Norman Anderton's story
Norman joined the army in Sydney in 1940 at the age of 19, and served in the 8th Division Signals.
Norman was sent to Malaya in February 1941. On 8 December 1941, Japanese forces invaded Malaya. During this time, Norman received a shrapnel wound in his neck and was taken to the Alexandria British Army Hospital in Singapore, where he was operated on and the piece of shrapnel was removed.
During his recovery, Singapore fell to the Japanese. Norman became a prisoner of war (POW) in Changi. After being there a short period, Norman was sent to work on the Burma-Thailand railway, where he stayed until 1944.
Thousands of Australian and allied POWs and Asian labourers worked on the railway, which ran from Bampong in Thailand to Thanbyuzayat in Burma. More than 2600 Australians died working on the railway, leading to the saying that, ‘one man died for each sleeper'.
Norman's strongest memory of his fellow service men and women was mateship. He recalled, ‘We had a saying that no man died alone. No matter what the circumstances, there was always someone to hold a mate's hand, or sit with him during his last moments'.

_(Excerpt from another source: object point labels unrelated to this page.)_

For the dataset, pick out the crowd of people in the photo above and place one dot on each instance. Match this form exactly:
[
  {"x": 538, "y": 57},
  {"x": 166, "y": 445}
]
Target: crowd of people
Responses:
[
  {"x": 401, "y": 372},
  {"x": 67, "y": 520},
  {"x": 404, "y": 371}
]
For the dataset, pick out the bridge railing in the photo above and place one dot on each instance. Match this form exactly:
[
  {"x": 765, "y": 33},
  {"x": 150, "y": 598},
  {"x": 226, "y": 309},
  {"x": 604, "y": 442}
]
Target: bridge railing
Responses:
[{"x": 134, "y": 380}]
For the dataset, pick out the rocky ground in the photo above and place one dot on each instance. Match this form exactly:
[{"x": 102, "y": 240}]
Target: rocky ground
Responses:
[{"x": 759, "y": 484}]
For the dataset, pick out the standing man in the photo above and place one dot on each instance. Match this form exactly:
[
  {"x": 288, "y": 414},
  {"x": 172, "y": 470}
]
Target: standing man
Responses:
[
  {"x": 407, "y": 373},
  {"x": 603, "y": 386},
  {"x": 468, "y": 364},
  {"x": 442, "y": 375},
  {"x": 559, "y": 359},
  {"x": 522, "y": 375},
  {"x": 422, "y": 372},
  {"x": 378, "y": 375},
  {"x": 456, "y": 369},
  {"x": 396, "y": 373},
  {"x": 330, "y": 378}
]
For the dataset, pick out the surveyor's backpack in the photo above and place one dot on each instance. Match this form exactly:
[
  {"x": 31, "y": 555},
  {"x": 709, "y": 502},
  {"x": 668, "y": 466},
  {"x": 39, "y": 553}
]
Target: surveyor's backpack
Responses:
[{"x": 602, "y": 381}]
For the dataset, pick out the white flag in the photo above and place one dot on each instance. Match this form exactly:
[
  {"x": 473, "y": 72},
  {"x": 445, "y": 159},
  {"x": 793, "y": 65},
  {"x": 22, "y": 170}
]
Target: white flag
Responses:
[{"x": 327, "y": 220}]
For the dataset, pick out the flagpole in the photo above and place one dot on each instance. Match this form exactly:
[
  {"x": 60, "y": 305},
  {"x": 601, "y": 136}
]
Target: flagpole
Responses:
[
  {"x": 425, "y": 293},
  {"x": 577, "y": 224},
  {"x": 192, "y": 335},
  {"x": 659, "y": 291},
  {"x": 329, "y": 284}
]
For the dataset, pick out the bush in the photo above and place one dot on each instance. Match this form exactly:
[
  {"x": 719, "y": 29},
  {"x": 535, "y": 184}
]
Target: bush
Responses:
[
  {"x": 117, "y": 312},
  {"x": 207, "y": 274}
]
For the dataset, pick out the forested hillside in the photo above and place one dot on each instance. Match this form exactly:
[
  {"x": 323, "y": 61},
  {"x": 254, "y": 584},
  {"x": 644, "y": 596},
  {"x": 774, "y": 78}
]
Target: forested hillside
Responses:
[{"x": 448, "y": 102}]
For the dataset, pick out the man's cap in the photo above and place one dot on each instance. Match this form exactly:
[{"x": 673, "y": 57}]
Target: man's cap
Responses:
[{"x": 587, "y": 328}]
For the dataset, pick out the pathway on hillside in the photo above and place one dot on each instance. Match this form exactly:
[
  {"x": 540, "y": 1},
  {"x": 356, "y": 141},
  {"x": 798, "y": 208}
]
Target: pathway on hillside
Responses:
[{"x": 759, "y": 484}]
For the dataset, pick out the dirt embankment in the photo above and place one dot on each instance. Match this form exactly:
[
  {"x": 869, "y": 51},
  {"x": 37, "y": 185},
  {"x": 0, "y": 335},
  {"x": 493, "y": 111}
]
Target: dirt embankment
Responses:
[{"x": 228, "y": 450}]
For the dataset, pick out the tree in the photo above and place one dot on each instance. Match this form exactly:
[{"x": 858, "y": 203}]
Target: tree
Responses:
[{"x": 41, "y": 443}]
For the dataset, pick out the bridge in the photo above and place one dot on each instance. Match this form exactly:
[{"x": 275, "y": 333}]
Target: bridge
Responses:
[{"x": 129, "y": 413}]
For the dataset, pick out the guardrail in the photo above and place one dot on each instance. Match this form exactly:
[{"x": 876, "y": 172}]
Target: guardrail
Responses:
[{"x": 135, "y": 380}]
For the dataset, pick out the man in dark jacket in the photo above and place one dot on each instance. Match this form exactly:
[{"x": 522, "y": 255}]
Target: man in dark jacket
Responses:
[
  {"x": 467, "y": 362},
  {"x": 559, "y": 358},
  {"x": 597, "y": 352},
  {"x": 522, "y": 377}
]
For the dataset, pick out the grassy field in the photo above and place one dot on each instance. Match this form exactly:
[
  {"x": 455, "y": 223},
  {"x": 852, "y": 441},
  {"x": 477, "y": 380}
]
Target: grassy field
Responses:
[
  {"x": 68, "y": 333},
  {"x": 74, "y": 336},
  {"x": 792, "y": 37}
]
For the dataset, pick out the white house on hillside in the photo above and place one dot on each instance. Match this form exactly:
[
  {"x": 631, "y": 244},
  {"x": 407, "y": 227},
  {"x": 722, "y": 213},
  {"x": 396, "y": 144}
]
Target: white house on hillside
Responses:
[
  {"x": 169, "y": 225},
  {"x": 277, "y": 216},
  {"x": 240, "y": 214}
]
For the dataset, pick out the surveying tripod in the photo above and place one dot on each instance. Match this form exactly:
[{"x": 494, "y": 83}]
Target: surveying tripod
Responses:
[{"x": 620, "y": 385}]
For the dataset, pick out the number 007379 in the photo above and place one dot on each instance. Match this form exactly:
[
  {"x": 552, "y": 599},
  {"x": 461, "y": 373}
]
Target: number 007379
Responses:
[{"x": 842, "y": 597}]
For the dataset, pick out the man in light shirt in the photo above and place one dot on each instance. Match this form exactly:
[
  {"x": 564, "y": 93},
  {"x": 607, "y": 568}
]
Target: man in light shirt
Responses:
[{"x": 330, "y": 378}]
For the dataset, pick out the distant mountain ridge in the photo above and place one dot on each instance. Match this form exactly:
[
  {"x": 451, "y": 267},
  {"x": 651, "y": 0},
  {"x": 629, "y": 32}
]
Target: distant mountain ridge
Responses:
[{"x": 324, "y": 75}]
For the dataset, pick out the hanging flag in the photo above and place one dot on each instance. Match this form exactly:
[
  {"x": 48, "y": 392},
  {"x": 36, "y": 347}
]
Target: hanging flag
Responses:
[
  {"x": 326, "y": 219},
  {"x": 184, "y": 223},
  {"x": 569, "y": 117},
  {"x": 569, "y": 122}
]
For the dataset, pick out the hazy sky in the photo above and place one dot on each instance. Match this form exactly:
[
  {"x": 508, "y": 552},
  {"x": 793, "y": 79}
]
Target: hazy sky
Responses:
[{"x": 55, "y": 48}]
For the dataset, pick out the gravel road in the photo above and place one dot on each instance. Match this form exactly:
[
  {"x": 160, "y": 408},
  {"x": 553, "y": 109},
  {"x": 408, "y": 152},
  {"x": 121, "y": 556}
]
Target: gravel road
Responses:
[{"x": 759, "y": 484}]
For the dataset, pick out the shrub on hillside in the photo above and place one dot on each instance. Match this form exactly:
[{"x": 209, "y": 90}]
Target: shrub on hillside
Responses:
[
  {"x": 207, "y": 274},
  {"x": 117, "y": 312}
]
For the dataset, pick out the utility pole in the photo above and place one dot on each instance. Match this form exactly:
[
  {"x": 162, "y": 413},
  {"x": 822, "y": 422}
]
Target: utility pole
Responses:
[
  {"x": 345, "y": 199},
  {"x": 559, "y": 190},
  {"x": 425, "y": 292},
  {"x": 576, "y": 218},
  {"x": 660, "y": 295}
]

Norman was returned to Changi in 1944 and became part of ‘X' party, working at Bukit Panjang, Singapore, digging tunnels into the hills, allegedly for storage purposes. When they were liberated, Norman discovered the tunnels were intended to be graves for the POWs.
After returning to Australia in late November 1945, Norman received treatment as an outpatient, to recover from his ordeal. He was discharged from the army in December 1945.
Norman returned to Singapore several times after the war, on one occasion visiting the hospital where he had the shrapnel removed.